Pelo facto do Serviço de Maternidade do Hospital de Bragança ter sido, nos últimos tempos, objecto de acesa polémica relativamente ao seu eventual encerramento, e porque se torna evidente que esta valência é demasiado importante e séria para se questionar a sua utilidade, parece-me pertinente aludir ao grau de segurança da unidade de saúde que directamente nos afecta e nos diz respeito, numa abordagem, o mais possível, feita a partir do signo da objectividade.
Efectivamente, no 3º piso do Hospital de Bragança, onde funciona, na ala esquerda, o serviço de obstetrícia e, na direita, o de neonatologia e pediatria, nunca, que se saiba, de lá foi raptada qualquer criança, simplesmente porque ninguém ousou cometer tão monstruoso acto. O que, regra geral, quando este crime hediondo é consumado, quem é lançado para os “galhos” do touro são, injustamente, os profissionais de saúde que acompanham as crianças doentes e/ou recém – nascidos, porque acusados de negligência.
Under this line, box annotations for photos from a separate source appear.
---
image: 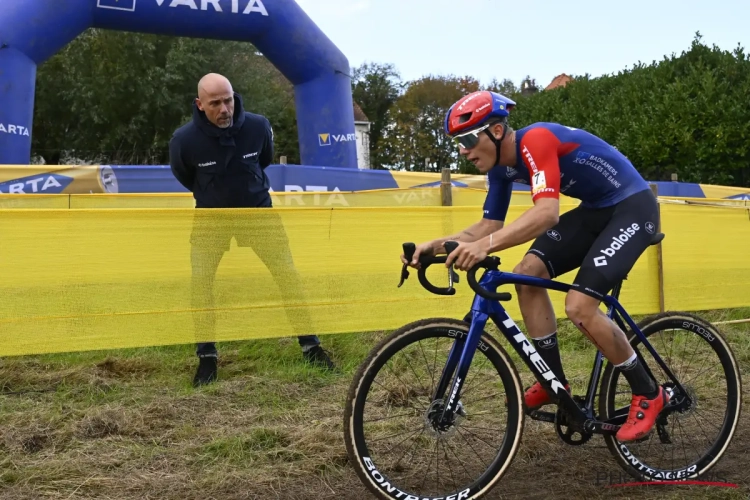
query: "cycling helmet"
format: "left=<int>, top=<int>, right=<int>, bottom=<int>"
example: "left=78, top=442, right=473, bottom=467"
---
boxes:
left=444, top=90, right=516, bottom=164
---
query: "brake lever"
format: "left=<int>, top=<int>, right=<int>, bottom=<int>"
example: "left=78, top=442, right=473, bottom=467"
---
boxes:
left=443, top=241, right=459, bottom=290
left=398, top=243, right=417, bottom=288
left=398, top=264, right=409, bottom=288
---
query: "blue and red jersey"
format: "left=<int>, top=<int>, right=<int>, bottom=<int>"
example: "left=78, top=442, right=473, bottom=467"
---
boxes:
left=484, top=123, right=649, bottom=220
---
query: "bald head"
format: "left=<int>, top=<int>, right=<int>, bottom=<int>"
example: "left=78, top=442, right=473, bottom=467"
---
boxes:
left=195, top=73, right=234, bottom=128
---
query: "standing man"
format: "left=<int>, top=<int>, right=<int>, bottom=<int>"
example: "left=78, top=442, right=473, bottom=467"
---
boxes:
left=169, top=73, right=335, bottom=387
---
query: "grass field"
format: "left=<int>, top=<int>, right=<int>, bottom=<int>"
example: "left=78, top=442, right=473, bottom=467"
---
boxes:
left=0, top=309, right=750, bottom=500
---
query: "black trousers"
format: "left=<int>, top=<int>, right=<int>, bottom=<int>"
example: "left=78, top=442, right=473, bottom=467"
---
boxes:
left=190, top=209, right=320, bottom=357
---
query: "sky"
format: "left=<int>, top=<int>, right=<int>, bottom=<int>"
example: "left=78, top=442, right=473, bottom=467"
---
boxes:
left=297, top=0, right=750, bottom=88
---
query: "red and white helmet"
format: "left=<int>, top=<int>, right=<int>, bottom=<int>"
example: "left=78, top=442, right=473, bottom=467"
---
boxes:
left=444, top=90, right=516, bottom=149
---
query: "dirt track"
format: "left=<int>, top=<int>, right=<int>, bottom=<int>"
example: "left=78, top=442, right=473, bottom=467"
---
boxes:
left=0, top=322, right=750, bottom=500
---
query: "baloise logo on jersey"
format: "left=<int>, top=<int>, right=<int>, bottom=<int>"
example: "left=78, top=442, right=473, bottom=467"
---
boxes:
left=594, top=222, right=641, bottom=267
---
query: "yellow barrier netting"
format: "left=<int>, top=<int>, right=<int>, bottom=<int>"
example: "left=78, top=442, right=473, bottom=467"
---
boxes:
left=0, top=190, right=750, bottom=356
left=0, top=187, right=578, bottom=210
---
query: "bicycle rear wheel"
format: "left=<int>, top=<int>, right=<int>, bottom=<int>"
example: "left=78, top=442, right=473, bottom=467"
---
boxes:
left=599, top=312, right=742, bottom=481
left=344, top=318, right=524, bottom=500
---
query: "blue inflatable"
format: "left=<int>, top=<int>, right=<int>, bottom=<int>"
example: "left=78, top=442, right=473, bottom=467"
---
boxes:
left=0, top=0, right=357, bottom=168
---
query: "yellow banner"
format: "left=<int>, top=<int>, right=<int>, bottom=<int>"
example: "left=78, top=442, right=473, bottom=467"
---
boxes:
left=0, top=201, right=668, bottom=356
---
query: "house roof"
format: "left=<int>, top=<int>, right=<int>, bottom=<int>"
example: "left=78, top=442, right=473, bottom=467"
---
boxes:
left=544, top=73, right=573, bottom=90
left=352, top=101, right=370, bottom=122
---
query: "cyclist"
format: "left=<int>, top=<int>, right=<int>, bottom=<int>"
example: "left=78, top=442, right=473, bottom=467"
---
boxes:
left=401, top=91, right=669, bottom=441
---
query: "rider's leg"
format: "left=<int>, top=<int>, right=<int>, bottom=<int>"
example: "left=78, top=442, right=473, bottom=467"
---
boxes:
left=565, top=290, right=658, bottom=399
left=513, top=253, right=569, bottom=409
left=514, top=207, right=596, bottom=409
left=513, top=253, right=557, bottom=339
left=565, top=189, right=669, bottom=441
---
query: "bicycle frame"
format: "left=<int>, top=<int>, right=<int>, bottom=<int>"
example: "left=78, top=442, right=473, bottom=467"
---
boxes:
left=433, top=270, right=685, bottom=434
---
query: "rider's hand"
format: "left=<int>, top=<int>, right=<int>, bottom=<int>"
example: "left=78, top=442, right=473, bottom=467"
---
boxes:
left=445, top=240, right=487, bottom=271
left=401, top=241, right=435, bottom=269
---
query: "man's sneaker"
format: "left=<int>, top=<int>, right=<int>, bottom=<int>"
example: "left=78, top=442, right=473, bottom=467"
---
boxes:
left=615, top=386, right=669, bottom=441
left=193, top=356, right=218, bottom=387
left=302, top=345, right=337, bottom=371
left=523, top=382, right=570, bottom=410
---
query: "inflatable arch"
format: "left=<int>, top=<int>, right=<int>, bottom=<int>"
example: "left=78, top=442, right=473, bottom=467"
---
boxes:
left=0, top=0, right=357, bottom=168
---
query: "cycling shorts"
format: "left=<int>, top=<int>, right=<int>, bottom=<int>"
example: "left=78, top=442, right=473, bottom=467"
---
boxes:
left=527, top=189, right=659, bottom=299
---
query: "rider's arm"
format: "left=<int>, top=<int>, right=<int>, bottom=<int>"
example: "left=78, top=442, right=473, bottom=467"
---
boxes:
left=433, top=171, right=513, bottom=255
left=169, top=136, right=195, bottom=191
left=432, top=219, right=503, bottom=255
left=487, top=128, right=560, bottom=252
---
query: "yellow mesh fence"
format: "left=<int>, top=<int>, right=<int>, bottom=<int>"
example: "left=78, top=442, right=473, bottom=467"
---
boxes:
left=661, top=203, right=750, bottom=311
left=0, top=190, right=750, bottom=356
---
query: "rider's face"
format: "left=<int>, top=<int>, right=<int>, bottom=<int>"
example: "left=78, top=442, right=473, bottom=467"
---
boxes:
left=458, top=125, right=503, bottom=174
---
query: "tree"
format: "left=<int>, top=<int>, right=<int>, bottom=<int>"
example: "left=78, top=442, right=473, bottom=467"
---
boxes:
left=32, top=29, right=299, bottom=164
left=511, top=33, right=750, bottom=186
left=352, top=63, right=403, bottom=168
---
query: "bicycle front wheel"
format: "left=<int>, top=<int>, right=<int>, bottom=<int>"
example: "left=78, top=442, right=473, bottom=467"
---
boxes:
left=344, top=318, right=524, bottom=500
left=599, top=312, right=742, bottom=481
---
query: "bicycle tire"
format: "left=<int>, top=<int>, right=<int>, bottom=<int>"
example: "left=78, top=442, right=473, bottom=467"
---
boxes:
left=599, top=312, right=742, bottom=481
left=344, top=318, right=525, bottom=500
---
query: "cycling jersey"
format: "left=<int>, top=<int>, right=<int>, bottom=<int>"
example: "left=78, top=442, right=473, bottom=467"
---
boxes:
left=484, top=123, right=649, bottom=220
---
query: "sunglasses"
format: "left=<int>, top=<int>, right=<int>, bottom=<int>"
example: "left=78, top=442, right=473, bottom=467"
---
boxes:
left=453, top=123, right=490, bottom=149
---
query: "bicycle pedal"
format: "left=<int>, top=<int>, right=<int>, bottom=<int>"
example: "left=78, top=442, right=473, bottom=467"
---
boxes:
left=528, top=410, right=555, bottom=423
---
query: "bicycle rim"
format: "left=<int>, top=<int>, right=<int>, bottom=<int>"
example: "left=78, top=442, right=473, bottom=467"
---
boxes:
left=599, top=313, right=742, bottom=481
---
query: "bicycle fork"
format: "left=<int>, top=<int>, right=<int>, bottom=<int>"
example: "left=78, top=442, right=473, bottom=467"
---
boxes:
left=432, top=310, right=489, bottom=427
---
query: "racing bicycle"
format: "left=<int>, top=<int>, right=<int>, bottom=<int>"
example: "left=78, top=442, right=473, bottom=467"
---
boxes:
left=344, top=233, right=742, bottom=500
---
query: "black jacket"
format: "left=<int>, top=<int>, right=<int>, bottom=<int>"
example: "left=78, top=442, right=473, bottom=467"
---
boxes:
left=169, top=93, right=273, bottom=208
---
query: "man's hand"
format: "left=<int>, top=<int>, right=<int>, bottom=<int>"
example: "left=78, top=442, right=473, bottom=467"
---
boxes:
left=401, top=241, right=435, bottom=269
left=445, top=240, right=488, bottom=271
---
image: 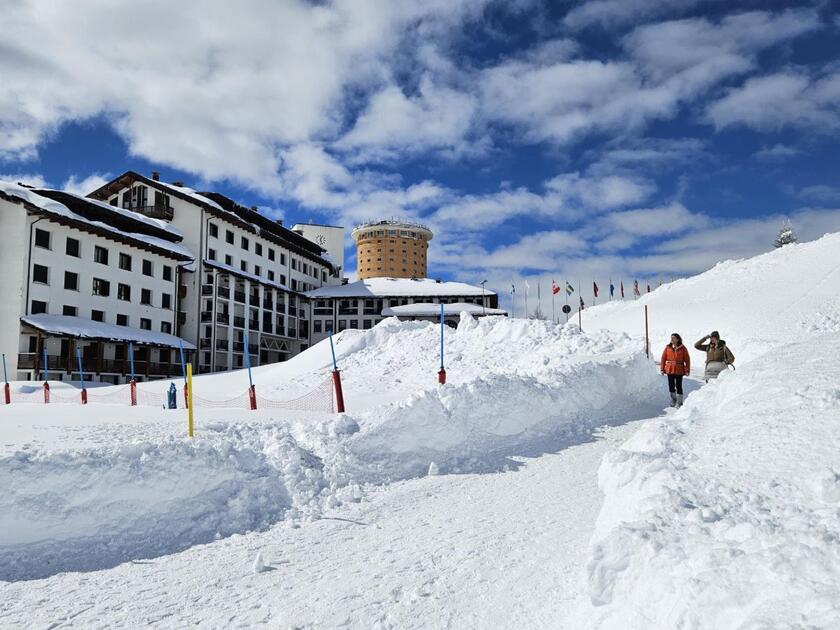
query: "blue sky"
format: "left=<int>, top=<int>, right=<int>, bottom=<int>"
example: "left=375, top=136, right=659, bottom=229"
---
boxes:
left=0, top=0, right=840, bottom=306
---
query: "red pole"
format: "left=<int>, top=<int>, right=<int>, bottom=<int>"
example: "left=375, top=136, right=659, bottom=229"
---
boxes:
left=333, top=370, right=344, bottom=413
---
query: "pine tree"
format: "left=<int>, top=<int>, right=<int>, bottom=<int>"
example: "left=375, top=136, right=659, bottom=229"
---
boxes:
left=773, top=219, right=796, bottom=247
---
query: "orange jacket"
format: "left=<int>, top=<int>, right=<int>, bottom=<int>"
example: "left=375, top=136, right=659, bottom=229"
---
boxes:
left=659, top=343, right=691, bottom=376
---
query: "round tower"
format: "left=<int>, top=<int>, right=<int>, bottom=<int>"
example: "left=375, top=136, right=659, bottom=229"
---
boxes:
left=351, top=220, right=432, bottom=280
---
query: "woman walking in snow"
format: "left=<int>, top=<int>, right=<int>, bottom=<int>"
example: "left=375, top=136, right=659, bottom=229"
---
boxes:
left=694, top=330, right=735, bottom=383
left=659, top=333, right=691, bottom=407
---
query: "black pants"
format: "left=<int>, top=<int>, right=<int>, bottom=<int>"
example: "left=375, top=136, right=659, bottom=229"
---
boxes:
left=668, top=374, right=682, bottom=395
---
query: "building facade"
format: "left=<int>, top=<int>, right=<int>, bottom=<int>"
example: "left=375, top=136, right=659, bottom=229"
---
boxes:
left=90, top=172, right=340, bottom=372
left=0, top=182, right=193, bottom=383
left=351, top=220, right=432, bottom=280
left=307, top=278, right=499, bottom=343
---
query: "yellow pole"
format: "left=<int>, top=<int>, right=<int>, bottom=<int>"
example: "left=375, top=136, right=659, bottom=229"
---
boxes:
left=187, top=363, right=193, bottom=437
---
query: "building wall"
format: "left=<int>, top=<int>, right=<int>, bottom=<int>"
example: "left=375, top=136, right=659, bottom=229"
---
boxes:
left=353, top=223, right=432, bottom=280
left=0, top=199, right=29, bottom=379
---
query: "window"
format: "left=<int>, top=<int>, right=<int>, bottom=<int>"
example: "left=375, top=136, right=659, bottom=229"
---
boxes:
left=64, top=236, right=79, bottom=258
left=93, top=278, right=111, bottom=297
left=35, top=228, right=50, bottom=249
left=93, top=245, right=108, bottom=265
left=64, top=271, right=79, bottom=291
left=32, top=265, right=50, bottom=284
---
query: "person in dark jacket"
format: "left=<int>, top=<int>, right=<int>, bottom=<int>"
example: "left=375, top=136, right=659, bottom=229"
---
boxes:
left=659, top=333, right=691, bottom=407
left=694, top=330, right=735, bottom=383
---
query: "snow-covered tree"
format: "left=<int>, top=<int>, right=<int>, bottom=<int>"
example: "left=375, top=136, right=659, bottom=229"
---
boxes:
left=773, top=220, right=796, bottom=247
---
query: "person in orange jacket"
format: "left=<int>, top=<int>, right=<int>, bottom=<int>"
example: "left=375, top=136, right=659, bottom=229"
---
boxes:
left=659, top=333, right=691, bottom=407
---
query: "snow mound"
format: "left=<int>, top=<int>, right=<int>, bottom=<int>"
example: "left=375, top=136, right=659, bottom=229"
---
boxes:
left=589, top=334, right=840, bottom=630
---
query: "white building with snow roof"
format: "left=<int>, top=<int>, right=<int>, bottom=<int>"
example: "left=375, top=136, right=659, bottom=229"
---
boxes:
left=306, top=278, right=503, bottom=343
left=0, top=182, right=194, bottom=383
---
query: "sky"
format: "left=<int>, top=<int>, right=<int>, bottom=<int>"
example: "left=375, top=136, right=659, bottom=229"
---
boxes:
left=0, top=0, right=840, bottom=314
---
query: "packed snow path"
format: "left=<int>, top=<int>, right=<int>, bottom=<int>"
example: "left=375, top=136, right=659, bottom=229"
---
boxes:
left=0, top=423, right=638, bottom=628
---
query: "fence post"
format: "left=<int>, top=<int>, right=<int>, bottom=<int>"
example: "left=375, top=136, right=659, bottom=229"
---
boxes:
left=438, top=302, right=446, bottom=385
left=128, top=342, right=137, bottom=407
left=76, top=348, right=87, bottom=405
left=330, top=331, right=344, bottom=413
left=185, top=363, right=193, bottom=437
left=3, top=352, right=12, bottom=405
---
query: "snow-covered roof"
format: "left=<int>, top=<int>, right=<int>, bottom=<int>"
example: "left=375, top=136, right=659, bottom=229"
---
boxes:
left=0, top=180, right=194, bottom=259
left=306, top=278, right=495, bottom=298
left=20, top=313, right=195, bottom=350
left=382, top=302, right=507, bottom=317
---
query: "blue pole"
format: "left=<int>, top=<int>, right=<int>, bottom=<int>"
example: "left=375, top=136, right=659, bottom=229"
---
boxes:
left=178, top=341, right=187, bottom=385
left=76, top=348, right=85, bottom=389
left=330, top=331, right=338, bottom=371
left=245, top=333, right=254, bottom=387
left=440, top=303, right=443, bottom=370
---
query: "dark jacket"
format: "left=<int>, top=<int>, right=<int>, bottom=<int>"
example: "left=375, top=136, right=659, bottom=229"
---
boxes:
left=694, top=337, right=735, bottom=365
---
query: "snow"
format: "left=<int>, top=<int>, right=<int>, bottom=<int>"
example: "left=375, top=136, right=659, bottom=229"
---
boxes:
left=0, top=180, right=194, bottom=259
left=382, top=302, right=507, bottom=317
left=0, top=228, right=840, bottom=630
left=306, top=278, right=495, bottom=298
left=20, top=313, right=195, bottom=350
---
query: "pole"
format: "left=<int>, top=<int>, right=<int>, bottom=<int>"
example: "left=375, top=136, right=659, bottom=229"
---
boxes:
left=3, top=352, right=12, bottom=405
left=245, top=332, right=257, bottom=411
left=76, top=348, right=87, bottom=405
left=330, top=331, right=344, bottom=413
left=438, top=303, right=446, bottom=385
left=186, top=363, right=194, bottom=437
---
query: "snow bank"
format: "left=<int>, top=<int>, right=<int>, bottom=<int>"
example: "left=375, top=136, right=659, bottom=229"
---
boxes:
left=589, top=334, right=840, bottom=630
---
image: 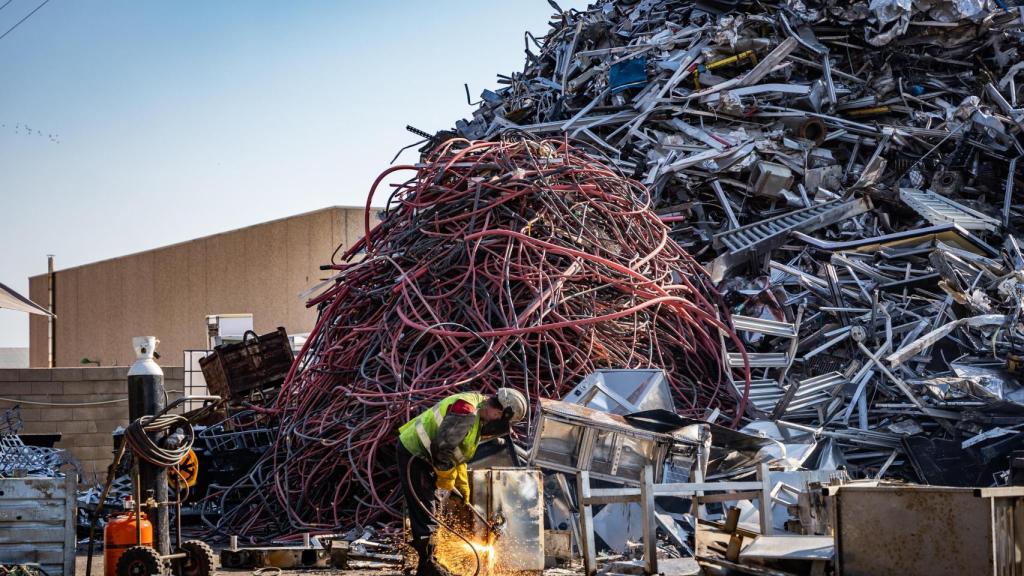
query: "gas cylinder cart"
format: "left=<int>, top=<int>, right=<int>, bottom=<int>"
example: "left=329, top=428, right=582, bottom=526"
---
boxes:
left=86, top=391, right=221, bottom=576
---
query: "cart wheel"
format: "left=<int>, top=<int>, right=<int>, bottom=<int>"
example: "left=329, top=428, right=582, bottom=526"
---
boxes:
left=174, top=540, right=216, bottom=576
left=117, top=546, right=170, bottom=576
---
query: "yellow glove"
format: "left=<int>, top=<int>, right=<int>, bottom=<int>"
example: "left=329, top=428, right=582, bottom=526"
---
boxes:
left=434, top=464, right=456, bottom=492
left=455, top=464, right=469, bottom=504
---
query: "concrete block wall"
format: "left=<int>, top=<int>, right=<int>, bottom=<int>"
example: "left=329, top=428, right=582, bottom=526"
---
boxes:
left=0, top=366, right=184, bottom=483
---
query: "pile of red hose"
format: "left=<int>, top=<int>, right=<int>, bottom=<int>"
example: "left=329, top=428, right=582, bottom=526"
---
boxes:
left=209, top=137, right=745, bottom=536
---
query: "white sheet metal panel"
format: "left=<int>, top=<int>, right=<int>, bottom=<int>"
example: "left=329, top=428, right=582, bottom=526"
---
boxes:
left=0, top=477, right=77, bottom=576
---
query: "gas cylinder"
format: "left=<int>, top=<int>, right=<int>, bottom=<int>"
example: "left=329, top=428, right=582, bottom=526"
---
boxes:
left=103, top=511, right=153, bottom=576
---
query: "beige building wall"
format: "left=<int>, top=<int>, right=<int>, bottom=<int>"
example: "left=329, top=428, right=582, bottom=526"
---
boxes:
left=29, top=207, right=377, bottom=367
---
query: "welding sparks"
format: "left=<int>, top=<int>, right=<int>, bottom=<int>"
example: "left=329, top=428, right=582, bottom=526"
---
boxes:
left=434, top=528, right=529, bottom=576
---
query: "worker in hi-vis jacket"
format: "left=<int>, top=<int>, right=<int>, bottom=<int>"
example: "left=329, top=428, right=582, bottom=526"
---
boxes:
left=397, top=388, right=527, bottom=576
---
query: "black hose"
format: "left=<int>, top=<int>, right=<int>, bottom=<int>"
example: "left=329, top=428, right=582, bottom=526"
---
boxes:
left=125, top=414, right=196, bottom=468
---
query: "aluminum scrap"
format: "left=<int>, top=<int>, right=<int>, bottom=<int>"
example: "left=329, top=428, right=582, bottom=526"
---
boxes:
left=438, top=0, right=1024, bottom=486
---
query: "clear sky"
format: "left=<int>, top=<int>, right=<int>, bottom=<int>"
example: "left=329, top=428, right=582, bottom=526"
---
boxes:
left=0, top=0, right=586, bottom=346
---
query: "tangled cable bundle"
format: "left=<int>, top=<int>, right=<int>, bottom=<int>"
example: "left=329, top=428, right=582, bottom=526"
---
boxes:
left=209, top=137, right=749, bottom=535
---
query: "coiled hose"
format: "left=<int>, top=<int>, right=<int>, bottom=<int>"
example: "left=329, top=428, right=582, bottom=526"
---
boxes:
left=125, top=414, right=196, bottom=468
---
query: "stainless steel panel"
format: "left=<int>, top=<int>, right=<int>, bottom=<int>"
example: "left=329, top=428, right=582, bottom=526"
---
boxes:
left=563, top=369, right=675, bottom=414
left=470, top=468, right=544, bottom=574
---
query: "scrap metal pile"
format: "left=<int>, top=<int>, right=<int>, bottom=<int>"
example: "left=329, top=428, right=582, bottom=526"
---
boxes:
left=0, top=406, right=80, bottom=478
left=207, top=137, right=745, bottom=537
left=444, top=0, right=1024, bottom=486
left=201, top=0, right=1024, bottom=541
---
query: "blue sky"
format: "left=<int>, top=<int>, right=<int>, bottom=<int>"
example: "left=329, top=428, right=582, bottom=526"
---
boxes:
left=0, top=0, right=586, bottom=346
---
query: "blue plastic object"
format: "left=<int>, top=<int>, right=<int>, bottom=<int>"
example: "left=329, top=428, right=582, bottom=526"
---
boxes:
left=608, top=56, right=647, bottom=94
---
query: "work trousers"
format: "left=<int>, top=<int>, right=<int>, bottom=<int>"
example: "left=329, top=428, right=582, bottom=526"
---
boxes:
left=397, top=442, right=437, bottom=541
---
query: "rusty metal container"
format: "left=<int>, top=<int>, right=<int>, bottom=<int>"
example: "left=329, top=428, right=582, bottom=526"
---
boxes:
left=827, top=484, right=1024, bottom=576
left=199, top=327, right=295, bottom=400
left=0, top=475, right=78, bottom=576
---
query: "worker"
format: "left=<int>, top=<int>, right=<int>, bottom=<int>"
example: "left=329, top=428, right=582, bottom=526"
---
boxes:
left=397, top=388, right=527, bottom=576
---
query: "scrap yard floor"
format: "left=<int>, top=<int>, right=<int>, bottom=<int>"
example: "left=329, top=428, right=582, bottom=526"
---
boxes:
left=75, top=548, right=401, bottom=576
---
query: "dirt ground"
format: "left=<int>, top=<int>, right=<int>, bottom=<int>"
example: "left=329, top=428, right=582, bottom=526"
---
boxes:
left=75, top=549, right=400, bottom=576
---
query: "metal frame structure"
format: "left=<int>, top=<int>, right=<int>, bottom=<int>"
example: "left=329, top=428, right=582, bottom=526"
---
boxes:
left=529, top=399, right=699, bottom=486
left=577, top=464, right=772, bottom=576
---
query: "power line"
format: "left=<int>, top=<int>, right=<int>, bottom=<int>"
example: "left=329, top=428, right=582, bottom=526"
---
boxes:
left=0, top=0, right=50, bottom=40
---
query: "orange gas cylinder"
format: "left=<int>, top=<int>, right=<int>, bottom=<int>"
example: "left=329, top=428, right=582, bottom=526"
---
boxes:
left=103, top=511, right=153, bottom=576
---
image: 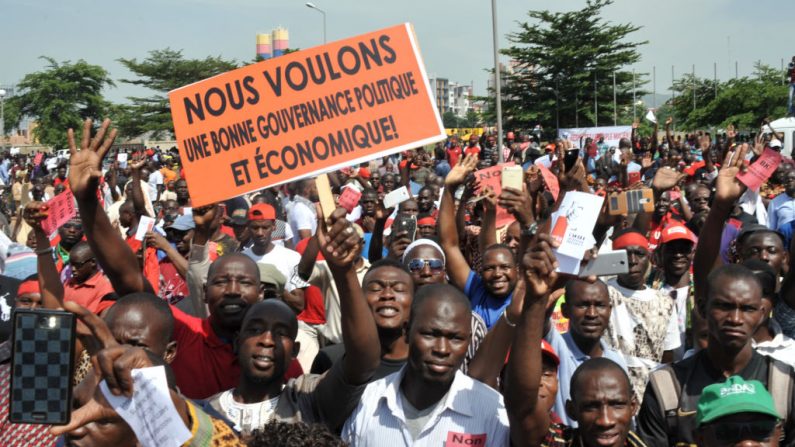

Na verdade, a questão da segurança no Hospital de Bragança é entendida, por parte de quem gere a instituição, de uma forma destemperadamente estranha. Quem conhece minimamente este hospital sabe que a acedência ao 3ª piso – assim como a outros – é possível ser feita, a qualquer hora do dia, por “ pessoas estranhas ao serviço”, sem serem, na sua caminhada, interpeladas ou importunadas por quem quer que seja. Pelo que muito contribui a alternativa aos vários itinerários: é possível fazê-lo com passagem quer pela porta principal, quer pela Urgência -sem que ninguém nos pergunte quem somos e o que pretendemos -, entrando pelas portas de trás dos elevadores centrais; ou pela mesma via conducente, sendo que a entrada pode ser feita através da cave, passando pela casa das máquinas e pelo bar. Uma vez lá em cima, é fácil de penetrar no interior de qualquer das alas, não obstante o sistema de abertura das portas ser comandada do interior. Esta facilidade só é possível – presenciei-o, amiudadas vezes, na minha condição paternal -, porque muitos pais e demais familiares, depois da respectiva visita, cometem a imprudência de deixar as portas abertas. Cenário que permite, pelo menos em neonatologia (fica a ¾ metros da porta principal) e nas primeiras enfermarias da obstetrícia, que o pior possa acontecer; bastando para isso que o pessoal que aí trabalha se ausente escassos segundos, no apelo duma emergência dentro do próprio serviço.
No entanto, pese embora a anarquia e o desleixo que impera em termos de “trânsito” de acesso ao vulnerável 3º piso, as sete(?) cabeças pensantes que compõem o corpo administrativo do Centro Hospitalar do Nordeste Transmontano apenas se preocupam com o requisito segurança para a entrada do Serviço de Urgência. E aqui a malha da tolerância é tão desumana e ridiculamente estreita, que chega ao ponto, por exemplo, do excesso de zelo e de alguma bronquice à mistura (de um ou dois Seguranças), não permitir a entrada, em simultâneo, do pai e da mãe, quando o filho ( bebé ou criança) dá entrada na sala de urgência.
Espero que este arrazoado possa contribuir para que Bragança jamais possa vir a ser objecto de notícia pelas piores razões. Afinal de contas, a ideia de que Bragança é uma cidade pacata, só pode ser defendida por quem se recusa vê-la de outra perspectiva que não a romântica. Quem imaginava ser possível, na nossa cidade, a ocorrência de assaltos através do covarde método do esticão?!